Simulated Variance vs Calculated Variance

Standard error of the means was estimated above using standard deviation for the simulated exponential distribution given that the sample size is equal to 40. This value is:

## [1] 0.8076871

This calculated value for the standard error of the means is also in good agreement with the standard deviation obtained from the simulation of the distribution of mean values. Standard error from the simulated distribution of the means is stored in variable “ser” and is reported below.

ser
## [1] 0.7940927

Conversely, standard deviation \(\sigma\) (and variance) for the exponential distribution can be calculated with standard error SE of the mean given that sample size n is 40: \(\sigma = SE\sqrt{n}\)

stdev <- ser * sqrt(40)
stdev
## [1] 5.022283

Results of theoretical and calculated values for mean and standard deviation are shown in the table below.

Statistics Theoretical value Calculated value
Mean 5 5.02
St. Dev. 5 5.02

Distribution

The code below is used to plot simulated distribution of the means for 40 exponentials as probability density. Red curve overlaying the distribution chart is the density distribution. Blue curve shows normal distribution with the same mean and standard deviation as the one simulated earlier in this report. Green vertical line shows the mean value for the simulated distribution of the means.

hist(mns, breaks = 40, prob = TRUE, xlab = "Means of 40 Samples", main = "Density Distribution")
lines(density(mns), col = "red")
lines(seq(min(mns), max(mns), length = 1000), dnorm(x = seq(min(mns), max(mns), 
    length = 1000), mn, ser), col = "blue", type = "l")
abline(v = mn, col = "green")
legend("topright", c("Simulated Distribution", "Normal Distribution", "Mean"), 
    col = c("red", "blue", "green"), lty = 1:1:1, box.lty = 0)

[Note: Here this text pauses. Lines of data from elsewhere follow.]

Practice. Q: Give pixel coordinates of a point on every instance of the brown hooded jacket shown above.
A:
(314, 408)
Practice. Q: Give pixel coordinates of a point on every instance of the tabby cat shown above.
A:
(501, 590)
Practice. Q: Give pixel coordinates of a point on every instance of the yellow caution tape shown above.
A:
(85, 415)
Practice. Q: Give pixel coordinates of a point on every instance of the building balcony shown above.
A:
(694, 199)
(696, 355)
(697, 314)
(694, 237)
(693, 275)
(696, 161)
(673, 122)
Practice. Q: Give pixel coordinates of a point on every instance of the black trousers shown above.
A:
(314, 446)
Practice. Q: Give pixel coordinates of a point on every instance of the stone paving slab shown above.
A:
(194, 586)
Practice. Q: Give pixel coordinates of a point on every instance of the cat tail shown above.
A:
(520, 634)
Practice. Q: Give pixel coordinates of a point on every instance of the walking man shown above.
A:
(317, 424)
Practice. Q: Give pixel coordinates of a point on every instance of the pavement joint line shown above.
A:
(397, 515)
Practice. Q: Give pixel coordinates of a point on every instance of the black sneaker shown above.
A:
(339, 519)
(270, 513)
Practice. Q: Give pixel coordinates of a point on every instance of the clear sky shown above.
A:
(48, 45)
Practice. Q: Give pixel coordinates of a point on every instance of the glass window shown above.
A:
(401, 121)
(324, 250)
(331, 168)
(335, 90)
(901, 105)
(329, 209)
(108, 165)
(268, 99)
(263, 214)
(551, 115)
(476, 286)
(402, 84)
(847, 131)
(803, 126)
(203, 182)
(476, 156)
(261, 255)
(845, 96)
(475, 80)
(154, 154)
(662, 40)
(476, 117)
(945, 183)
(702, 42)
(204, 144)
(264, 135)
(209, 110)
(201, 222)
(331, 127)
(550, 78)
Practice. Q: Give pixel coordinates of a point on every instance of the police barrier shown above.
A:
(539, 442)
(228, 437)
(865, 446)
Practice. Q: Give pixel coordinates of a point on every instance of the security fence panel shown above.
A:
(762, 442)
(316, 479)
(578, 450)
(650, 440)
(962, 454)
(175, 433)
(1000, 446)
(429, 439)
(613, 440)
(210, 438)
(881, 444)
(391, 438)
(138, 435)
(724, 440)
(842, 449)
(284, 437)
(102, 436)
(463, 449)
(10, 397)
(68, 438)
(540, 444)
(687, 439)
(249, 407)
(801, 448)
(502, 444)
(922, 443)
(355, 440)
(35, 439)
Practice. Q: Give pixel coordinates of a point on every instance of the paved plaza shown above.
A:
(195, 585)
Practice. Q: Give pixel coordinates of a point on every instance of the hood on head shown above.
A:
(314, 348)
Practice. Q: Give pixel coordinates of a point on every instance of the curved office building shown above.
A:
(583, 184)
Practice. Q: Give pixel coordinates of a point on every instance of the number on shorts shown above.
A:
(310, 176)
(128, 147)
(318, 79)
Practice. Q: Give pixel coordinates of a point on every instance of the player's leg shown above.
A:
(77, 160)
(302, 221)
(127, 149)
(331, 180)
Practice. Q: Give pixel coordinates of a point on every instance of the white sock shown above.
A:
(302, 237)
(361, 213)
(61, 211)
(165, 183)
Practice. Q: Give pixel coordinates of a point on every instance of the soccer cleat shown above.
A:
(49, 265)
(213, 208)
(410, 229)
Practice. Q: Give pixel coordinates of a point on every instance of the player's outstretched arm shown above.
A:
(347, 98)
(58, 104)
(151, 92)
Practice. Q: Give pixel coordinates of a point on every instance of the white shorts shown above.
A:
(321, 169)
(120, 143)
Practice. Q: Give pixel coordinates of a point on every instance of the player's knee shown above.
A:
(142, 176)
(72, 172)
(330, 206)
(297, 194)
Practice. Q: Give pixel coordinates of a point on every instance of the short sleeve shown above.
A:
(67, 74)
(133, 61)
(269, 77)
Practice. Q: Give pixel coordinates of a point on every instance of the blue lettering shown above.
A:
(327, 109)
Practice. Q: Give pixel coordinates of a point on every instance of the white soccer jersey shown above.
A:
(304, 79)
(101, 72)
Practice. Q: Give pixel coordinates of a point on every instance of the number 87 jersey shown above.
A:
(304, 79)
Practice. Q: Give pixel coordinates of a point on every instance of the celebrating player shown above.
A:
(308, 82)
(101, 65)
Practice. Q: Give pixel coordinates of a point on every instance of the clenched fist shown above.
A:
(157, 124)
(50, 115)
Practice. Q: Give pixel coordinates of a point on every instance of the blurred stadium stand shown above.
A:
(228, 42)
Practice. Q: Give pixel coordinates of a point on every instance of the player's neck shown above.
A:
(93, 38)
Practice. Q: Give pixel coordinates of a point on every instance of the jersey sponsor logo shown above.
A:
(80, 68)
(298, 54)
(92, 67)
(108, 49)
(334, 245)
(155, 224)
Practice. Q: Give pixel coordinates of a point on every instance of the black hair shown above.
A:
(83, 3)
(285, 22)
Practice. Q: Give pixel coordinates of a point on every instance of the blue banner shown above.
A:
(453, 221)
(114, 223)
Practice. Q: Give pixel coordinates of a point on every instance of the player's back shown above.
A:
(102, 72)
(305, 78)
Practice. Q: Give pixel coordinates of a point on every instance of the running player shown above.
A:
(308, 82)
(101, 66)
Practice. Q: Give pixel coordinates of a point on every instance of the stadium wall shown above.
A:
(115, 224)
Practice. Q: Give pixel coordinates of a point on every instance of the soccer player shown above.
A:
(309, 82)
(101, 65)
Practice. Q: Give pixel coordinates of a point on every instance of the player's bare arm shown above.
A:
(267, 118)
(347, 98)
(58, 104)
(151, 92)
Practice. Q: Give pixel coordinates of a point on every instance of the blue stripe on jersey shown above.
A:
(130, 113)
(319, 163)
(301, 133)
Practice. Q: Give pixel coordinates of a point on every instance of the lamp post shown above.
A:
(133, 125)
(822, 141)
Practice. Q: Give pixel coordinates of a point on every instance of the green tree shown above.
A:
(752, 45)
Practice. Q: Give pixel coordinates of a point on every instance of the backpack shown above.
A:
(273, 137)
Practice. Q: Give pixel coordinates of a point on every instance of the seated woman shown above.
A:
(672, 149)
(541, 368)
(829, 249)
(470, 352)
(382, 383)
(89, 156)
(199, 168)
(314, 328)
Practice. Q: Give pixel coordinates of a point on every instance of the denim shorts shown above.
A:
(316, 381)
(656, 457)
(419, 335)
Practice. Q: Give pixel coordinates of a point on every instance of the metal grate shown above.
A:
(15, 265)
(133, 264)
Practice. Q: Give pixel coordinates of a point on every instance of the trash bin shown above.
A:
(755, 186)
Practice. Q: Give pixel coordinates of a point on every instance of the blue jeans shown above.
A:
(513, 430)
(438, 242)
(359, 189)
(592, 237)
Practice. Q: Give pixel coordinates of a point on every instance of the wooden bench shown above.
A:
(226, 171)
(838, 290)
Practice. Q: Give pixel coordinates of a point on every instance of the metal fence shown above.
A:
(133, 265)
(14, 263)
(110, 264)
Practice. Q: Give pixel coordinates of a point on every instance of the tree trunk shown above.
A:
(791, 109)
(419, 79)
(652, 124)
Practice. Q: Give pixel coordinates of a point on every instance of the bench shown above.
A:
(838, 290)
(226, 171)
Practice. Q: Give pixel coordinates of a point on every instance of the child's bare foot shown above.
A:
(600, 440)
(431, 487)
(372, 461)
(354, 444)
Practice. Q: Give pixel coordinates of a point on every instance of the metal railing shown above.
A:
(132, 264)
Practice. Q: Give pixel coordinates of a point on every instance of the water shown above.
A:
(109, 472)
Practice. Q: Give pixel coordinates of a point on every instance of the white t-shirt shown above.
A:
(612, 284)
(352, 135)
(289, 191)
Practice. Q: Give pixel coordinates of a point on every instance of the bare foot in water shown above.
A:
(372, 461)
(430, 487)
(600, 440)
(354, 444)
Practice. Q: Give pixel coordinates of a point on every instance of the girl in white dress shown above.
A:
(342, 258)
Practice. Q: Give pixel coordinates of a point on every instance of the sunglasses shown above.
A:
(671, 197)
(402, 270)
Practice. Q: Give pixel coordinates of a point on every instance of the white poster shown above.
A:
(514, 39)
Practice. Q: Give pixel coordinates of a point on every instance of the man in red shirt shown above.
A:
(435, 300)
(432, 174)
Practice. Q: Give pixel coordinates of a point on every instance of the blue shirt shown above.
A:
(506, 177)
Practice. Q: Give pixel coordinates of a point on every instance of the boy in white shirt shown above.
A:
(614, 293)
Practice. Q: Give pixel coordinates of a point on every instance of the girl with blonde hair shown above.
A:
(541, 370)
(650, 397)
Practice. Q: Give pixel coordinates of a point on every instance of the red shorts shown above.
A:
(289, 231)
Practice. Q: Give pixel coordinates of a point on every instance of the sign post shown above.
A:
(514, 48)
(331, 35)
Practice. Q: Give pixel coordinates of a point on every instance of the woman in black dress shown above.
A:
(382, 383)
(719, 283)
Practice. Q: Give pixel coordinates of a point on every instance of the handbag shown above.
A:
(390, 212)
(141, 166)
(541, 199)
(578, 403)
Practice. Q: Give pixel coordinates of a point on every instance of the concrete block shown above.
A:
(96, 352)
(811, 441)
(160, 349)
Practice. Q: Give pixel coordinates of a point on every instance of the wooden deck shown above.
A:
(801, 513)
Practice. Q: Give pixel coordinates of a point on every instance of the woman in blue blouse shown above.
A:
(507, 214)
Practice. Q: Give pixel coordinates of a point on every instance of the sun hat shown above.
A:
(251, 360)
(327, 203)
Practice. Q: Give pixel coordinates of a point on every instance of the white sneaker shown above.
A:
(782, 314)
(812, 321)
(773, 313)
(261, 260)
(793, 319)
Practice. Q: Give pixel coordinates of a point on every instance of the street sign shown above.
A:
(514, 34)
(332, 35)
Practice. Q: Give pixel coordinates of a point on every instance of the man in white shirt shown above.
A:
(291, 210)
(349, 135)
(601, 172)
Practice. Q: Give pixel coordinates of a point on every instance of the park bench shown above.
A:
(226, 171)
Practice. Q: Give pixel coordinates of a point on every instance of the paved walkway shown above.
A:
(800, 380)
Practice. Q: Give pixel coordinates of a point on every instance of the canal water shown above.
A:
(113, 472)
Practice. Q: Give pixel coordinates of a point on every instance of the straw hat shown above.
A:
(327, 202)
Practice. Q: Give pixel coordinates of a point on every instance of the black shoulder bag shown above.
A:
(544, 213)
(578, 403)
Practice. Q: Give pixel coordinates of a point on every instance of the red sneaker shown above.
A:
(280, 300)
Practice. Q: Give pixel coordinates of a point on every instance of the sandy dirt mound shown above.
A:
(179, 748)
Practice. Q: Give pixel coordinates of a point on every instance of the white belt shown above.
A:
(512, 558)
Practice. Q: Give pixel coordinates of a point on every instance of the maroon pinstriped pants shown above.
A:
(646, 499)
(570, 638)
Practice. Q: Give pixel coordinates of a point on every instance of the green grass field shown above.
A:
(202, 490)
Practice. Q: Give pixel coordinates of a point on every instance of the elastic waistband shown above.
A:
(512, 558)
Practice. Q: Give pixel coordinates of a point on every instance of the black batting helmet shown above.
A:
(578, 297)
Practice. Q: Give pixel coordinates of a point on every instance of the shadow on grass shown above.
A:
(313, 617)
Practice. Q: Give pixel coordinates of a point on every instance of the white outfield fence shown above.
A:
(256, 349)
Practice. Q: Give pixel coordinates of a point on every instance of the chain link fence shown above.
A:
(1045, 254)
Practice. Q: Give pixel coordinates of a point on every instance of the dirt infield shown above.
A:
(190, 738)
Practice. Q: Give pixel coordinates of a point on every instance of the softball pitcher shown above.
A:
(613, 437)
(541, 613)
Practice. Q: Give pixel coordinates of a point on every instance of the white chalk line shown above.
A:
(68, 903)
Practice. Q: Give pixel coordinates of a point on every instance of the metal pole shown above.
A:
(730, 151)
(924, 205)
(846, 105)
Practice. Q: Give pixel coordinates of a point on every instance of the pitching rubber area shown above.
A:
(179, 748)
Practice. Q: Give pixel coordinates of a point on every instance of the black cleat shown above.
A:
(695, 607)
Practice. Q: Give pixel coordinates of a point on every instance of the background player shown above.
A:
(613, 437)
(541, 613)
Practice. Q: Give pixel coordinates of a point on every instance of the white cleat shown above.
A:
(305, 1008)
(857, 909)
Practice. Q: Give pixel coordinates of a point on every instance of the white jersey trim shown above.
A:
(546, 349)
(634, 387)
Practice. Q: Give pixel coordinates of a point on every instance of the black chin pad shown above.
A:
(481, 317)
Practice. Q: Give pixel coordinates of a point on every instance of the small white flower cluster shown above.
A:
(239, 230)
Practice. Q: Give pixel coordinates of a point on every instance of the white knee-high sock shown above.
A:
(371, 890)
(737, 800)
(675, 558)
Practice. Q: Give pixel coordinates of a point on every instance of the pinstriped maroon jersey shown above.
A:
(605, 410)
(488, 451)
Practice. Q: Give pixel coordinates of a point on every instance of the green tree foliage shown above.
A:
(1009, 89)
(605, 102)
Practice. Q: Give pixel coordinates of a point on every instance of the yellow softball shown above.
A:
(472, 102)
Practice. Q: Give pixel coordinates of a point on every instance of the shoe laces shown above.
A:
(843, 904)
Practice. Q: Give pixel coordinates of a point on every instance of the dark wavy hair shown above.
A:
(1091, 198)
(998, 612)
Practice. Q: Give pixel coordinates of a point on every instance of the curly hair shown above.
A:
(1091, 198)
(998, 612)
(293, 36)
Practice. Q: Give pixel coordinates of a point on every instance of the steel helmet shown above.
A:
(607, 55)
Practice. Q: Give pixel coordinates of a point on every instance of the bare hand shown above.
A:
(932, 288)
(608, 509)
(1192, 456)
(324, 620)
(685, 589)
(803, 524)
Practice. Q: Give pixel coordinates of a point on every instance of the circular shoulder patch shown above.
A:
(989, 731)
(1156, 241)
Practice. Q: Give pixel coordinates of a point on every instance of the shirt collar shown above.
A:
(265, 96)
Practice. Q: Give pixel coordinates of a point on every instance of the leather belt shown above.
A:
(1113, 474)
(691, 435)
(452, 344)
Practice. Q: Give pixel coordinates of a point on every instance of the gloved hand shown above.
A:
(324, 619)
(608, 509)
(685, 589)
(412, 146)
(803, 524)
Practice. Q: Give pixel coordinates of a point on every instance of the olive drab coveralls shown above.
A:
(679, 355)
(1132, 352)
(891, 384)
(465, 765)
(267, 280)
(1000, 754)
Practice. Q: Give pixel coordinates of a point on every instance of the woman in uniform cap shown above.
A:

As can be seen from the figure above, simulated distribution is close to the normal distribution centered around 5 with standard deviation of ~0.8. Another way to test for the normality of the distribution is to display q-q plot. In this plot, quantiles from simulated distribuiton of the means are set against the quantiles of normal distribution. Distribution equivalent to the normal would follow the straight line (q-q line). Distribution of the means follow q-q line for the most part of the range except for values located in the tails of the distribution.

qqnorm(mns)
qqline(mns)

Conclusions

It was demonstrated in this report that simulated exponential distribution in R yields mean and variance values very close to theoretical. Simulated distribution of the means for exponentials centers around the theoretical mean value as predicted by Central Limit Theorem. Its standard deviation is the same as calculated standard error of the means obtained from simulated exponential distribution. Distribution of the mean values is the same as normal distribution.